Pokoknya semuanya mendukung kepentingan rakyat. Dan setelah diangkat, lain lagi
perbuatannya. Contoh sederhana, kita sering melihat di TV ruangan rapat anggota
DPR (DPRD) banyak yang kosong atau ada yang tidur-tiduran. Sedih juga
melihatnya. Padahal mereka sudah digaji, bagaimana mau memperjuangkan
kepentingan rakyat. Kalau ke kantor hanya untuk tidur atau tidak datang sama
sekali. Atau ada pengumuman di Koran, radio atau TV tidak ada kenaikan BBM, TDL
atau tariff air minum. Tapi beberapa minggu atau bulan berikutnya, tiba-tiba
naik dengan alasan tertentu. Jadi jangan salahkan mahasiswa atau rakyat
demonstrasi dengan mengeluarkan kata-kata atau perilaku yang kurang etis
terhadap pejabat. Karena pejabat itu sendiri tidak konsisten. Padahal pejabat
tersebut seorang yang bergelar S2 atau bahkan Prof. Dr. Inikah orang-orang yang
dihasilkan oleh pendidikan nasional kita selama ini?
Harapan
Dengan demikian, apabila kita ingin mencetak generasi
penerus yang mandiri, bermoral, dewasa dan bertanggung jawab. Konsekwensinya,
Semua yang terlibat dalam dunia pendidikan Indonesia harus mampu memberikan
suri tauladan yang bisa jadi panutan generasi muda. jangan hanya menuntut
generasi muda untuk berperilaku jujur, berakhlak mulia, berbudi pekerti luhur,
berprilaku santun, bermoral, tahu malu dan tidak arogan serta mementingkan
kepentingan bangsa bukan pribadi atau kelompok.

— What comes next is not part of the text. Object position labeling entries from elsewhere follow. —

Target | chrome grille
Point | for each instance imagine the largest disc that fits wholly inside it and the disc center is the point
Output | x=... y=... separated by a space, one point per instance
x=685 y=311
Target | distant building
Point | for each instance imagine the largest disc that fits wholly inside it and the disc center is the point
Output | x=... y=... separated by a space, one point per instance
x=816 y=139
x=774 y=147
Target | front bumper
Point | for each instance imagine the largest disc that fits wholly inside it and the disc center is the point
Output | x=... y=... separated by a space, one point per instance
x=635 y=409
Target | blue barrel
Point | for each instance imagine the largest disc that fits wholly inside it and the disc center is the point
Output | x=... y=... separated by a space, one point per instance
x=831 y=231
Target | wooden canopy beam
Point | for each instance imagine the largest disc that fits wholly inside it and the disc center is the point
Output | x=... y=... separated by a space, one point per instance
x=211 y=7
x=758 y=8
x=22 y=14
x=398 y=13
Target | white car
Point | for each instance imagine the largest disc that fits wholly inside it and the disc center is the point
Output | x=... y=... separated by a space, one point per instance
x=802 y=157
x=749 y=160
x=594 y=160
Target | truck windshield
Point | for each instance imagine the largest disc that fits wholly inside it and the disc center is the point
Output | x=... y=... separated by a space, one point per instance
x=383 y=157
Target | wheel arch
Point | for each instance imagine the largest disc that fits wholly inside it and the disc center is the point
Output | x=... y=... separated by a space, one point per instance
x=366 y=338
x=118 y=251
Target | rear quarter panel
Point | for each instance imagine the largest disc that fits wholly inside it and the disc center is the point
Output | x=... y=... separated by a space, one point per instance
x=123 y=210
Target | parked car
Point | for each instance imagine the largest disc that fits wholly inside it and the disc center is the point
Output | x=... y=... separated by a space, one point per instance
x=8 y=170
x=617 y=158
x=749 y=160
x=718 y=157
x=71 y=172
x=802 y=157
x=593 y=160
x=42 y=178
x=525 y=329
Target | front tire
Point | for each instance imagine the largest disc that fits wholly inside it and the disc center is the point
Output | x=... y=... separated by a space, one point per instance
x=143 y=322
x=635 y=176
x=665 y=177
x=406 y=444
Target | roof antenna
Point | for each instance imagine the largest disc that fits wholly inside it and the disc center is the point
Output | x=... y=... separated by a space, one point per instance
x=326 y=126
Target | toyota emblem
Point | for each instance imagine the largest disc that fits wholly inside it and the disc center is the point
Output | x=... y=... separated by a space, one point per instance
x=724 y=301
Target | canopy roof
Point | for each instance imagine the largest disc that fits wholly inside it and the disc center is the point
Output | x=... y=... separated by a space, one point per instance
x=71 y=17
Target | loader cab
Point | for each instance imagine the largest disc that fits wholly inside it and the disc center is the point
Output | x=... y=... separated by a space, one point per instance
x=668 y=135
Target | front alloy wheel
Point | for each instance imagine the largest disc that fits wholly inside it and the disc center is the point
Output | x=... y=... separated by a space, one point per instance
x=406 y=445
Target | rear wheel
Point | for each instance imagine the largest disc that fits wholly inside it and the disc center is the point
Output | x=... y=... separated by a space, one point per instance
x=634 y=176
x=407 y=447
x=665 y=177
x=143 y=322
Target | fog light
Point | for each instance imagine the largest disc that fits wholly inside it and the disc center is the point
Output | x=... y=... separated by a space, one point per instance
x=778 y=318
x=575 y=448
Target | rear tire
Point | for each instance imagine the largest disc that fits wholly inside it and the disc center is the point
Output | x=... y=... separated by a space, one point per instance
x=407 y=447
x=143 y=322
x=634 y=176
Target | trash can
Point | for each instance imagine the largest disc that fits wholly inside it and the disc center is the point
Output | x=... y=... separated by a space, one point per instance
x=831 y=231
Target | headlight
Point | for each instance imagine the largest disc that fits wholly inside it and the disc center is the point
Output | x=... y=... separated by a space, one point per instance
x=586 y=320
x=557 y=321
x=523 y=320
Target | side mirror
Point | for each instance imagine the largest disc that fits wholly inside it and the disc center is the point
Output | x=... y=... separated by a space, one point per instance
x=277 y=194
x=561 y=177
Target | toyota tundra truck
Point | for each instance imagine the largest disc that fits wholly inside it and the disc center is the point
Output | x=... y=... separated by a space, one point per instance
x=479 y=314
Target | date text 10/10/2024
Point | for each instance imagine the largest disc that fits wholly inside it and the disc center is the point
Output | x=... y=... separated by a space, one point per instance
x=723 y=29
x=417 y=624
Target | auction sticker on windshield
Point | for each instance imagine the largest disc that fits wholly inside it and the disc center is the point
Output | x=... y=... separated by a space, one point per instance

Tapi para pemimpin bangsa ini tidak melakukannya. Maka
harapan tinggal harapan saja. Karena itu, mulai sekarang, semua pejabat mulai
dari level tertinggi hingga terendah di legislative, eksekutif dan yudikatif
harus segera menghentikan segala bentuk petualangan mereka yang hanya ingin
mengejar kepentingan pribadi atau kelompok sesaat dengan mengorbankan
kepentingan negara. Sehingga generasi muda Indonesia memiliki panutan-panutan
yang bisa diandalkan untuk membangun bangsa ini kedepan.